The Kids Who Need The Most Love Ask For It In The Most Unloving Ways.

#toddlerstruggles connection lens shift Jul 29, 2022

I can see how it appears that way to you.

As they say, "The kids who need the most love, ask for it in the hardest ways..."

I invite you to reflect on the following...

Wherever kids go, people judge them based on their behavior in the few minutes they observe them. We hear all kinds of comments.

“Wow he’s quite the angry young man!”

(Uff Kitnay ghussay Wala bacha hai!)

“She’s so ‘fiesty’.”

(“Haye kitni taiz bachi hai!”)

“He’s not a good listener.”

(“Bilkul baat nahi manta badtameez!”)

“She’s very stubborn.”

(“Bohat dheet hai ye!”)

Even babies aren’t spared from this judgement.

“He’s a very cranky baby!”

(“Kitna ziddi bacha hai!”)

"He's not very friendly.. he won't let me hold him."

("Friendly bilkul nahi hai na?
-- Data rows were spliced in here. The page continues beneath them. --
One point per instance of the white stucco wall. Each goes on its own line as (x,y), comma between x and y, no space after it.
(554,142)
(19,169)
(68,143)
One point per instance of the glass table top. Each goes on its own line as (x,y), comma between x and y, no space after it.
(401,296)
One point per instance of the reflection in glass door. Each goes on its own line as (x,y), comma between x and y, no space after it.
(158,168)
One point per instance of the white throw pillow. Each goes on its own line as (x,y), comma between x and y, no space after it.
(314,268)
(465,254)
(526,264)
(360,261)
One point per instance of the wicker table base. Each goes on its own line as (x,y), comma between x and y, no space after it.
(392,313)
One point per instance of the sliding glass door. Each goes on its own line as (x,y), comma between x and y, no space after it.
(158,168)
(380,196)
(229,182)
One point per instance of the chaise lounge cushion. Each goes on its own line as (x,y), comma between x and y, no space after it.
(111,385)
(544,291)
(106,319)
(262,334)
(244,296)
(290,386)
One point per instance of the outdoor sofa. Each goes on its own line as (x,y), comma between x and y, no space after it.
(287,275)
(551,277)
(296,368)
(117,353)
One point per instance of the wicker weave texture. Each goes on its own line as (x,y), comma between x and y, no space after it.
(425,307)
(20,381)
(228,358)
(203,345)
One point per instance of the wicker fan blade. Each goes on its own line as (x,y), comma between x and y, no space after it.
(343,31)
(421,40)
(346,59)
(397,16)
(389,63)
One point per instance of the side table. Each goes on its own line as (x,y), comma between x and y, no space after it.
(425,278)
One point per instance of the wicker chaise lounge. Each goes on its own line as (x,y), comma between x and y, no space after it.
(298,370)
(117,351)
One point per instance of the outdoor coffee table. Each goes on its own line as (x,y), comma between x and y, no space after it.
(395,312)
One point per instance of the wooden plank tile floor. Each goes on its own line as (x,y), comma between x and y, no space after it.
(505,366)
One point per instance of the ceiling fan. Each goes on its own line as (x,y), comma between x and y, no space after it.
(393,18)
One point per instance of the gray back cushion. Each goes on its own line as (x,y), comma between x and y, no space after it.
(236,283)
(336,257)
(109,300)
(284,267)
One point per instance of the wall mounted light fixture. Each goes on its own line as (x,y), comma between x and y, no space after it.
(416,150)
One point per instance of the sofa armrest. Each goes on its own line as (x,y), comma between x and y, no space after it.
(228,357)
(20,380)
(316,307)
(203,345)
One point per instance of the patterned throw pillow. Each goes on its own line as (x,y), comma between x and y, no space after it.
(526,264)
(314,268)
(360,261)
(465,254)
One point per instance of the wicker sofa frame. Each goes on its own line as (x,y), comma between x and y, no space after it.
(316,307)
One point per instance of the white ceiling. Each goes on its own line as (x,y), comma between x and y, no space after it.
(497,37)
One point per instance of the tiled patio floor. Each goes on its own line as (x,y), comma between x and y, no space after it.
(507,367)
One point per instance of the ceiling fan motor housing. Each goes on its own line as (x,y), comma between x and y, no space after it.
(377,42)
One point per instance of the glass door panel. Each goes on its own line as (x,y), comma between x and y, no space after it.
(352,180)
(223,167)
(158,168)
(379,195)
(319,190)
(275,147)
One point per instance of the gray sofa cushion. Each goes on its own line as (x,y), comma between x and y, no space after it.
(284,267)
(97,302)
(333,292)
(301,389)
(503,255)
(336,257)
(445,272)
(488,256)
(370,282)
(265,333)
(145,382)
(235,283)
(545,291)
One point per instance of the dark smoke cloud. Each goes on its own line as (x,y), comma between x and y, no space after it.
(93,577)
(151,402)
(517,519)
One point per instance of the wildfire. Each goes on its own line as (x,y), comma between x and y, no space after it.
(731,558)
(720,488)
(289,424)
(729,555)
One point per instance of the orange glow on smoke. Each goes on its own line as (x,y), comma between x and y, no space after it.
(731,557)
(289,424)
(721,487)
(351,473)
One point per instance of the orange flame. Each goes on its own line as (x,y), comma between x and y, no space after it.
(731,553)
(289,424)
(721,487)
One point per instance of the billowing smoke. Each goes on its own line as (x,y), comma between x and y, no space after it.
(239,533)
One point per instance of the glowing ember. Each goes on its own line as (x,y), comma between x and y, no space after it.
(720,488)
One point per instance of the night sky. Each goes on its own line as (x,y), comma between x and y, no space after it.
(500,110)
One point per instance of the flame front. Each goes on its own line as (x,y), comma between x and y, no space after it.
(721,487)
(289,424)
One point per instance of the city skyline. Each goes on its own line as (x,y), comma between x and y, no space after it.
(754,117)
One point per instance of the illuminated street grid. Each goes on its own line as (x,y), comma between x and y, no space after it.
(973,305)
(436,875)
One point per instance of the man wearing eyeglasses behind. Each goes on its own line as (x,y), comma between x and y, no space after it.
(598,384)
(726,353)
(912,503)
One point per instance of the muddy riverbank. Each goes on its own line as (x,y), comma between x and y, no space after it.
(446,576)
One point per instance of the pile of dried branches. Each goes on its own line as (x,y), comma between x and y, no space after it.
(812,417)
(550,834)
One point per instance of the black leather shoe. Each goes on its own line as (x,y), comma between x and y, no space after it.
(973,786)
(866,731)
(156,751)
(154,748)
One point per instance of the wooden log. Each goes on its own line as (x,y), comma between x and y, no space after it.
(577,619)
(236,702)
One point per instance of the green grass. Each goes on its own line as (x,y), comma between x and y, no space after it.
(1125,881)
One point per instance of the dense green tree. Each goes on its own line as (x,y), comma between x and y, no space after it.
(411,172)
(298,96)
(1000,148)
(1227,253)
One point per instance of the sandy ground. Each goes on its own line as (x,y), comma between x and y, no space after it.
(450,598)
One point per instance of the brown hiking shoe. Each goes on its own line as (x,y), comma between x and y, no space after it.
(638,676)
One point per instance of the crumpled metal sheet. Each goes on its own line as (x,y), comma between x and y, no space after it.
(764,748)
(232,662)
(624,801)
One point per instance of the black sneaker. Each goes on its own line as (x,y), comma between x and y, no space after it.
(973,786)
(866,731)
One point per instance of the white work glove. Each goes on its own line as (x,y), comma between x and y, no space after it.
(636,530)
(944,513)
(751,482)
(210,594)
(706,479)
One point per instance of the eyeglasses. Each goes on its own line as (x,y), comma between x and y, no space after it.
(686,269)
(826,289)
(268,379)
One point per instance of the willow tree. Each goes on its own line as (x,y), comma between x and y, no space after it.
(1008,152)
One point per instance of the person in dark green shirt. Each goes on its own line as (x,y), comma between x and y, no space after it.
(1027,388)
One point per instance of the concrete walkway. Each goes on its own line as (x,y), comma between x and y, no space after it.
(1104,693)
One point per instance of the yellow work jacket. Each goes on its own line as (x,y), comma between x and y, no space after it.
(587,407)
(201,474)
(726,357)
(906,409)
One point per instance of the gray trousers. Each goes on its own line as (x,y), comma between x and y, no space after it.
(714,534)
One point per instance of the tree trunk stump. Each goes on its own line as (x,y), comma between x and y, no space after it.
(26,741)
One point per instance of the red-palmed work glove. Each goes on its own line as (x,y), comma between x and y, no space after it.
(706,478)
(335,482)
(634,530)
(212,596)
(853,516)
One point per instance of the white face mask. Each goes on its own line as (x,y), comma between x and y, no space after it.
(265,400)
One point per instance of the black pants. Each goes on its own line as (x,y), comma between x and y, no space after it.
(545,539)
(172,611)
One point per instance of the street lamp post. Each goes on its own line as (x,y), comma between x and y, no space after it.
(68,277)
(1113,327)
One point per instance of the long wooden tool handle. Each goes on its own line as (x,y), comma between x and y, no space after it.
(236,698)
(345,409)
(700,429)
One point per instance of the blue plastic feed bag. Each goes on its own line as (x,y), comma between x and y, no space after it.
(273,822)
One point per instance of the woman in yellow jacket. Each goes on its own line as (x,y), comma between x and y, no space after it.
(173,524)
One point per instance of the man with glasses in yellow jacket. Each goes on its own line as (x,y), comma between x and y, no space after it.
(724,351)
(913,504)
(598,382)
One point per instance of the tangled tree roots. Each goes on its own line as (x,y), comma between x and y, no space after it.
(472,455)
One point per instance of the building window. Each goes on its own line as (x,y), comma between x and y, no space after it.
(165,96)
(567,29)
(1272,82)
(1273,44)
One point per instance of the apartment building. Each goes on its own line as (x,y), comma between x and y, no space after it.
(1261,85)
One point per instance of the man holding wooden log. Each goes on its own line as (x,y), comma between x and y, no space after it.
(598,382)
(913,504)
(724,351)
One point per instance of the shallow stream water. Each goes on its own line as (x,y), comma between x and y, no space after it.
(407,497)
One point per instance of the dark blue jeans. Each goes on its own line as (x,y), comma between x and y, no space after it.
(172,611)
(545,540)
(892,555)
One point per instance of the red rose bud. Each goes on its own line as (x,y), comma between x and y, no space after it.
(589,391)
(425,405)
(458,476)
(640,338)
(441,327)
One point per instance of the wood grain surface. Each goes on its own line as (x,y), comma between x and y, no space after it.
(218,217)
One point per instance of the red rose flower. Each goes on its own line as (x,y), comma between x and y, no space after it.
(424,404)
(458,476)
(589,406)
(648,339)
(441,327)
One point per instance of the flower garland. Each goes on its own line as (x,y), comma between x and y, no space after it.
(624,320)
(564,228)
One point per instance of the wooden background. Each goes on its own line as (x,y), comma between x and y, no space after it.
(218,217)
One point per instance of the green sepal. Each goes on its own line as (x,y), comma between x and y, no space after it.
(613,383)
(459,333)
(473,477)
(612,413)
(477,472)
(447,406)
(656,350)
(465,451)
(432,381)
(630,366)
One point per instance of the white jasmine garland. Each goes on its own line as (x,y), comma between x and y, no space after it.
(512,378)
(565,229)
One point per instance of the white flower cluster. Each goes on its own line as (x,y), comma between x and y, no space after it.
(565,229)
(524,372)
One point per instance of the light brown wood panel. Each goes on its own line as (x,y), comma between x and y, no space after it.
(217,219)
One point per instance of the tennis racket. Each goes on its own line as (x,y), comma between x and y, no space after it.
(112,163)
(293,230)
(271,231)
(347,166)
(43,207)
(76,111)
Meray paas ata he nahi.")

The purpose here, as always, is not to turn up our nose at people and judge them. Most of us were once those people too probably... the point is to take note of something that's considered "normal" to do and realize that it doesn't make any sense to do it:)

And we see these behaviors from children because they’re so real all the time. They have no masks. They are who they are wherever they are. They wear their emotions on their sleeves and haven’t learnt emotional regulation yet.

We, on the other hand, have a 100 different faces, depending on who we’re with. Do you think that there are people you’ve known for years and they wouldn’t recognize you if they saw you in another, more real, moment? Would you be comfortable expressing strong emotions, for example, in front of your boss? Your neighbor? The salesmen at the store?

Well, kids ARE comfortable. They’re so comfortable in their skin. It hasn’t occurred to them yet that they should filter themselves, and their brain is not capable of comprehending this nuance. That’s THEIR normal. Just like it’s OUR normal to regulate ourselves in public.

Why do we make children and their parents feel judged for something that’s normal and developmentally appropriate?

I hope next time we see a child “acting out” in public, we’ll remember to give them grace. And understand that they’re just having a hard time. Just like we do, sometimes. We have the luxury of having our weak moments in the privacy of our safe spaces, they don’t. That’s the only difference. Otherwise, we, fully grown adults, can be JUST as ‘angry’, ‘feisty’, ‘cranky’ and ‘stubborn’! But that doesn’t define us, and it shouldn’t define our children.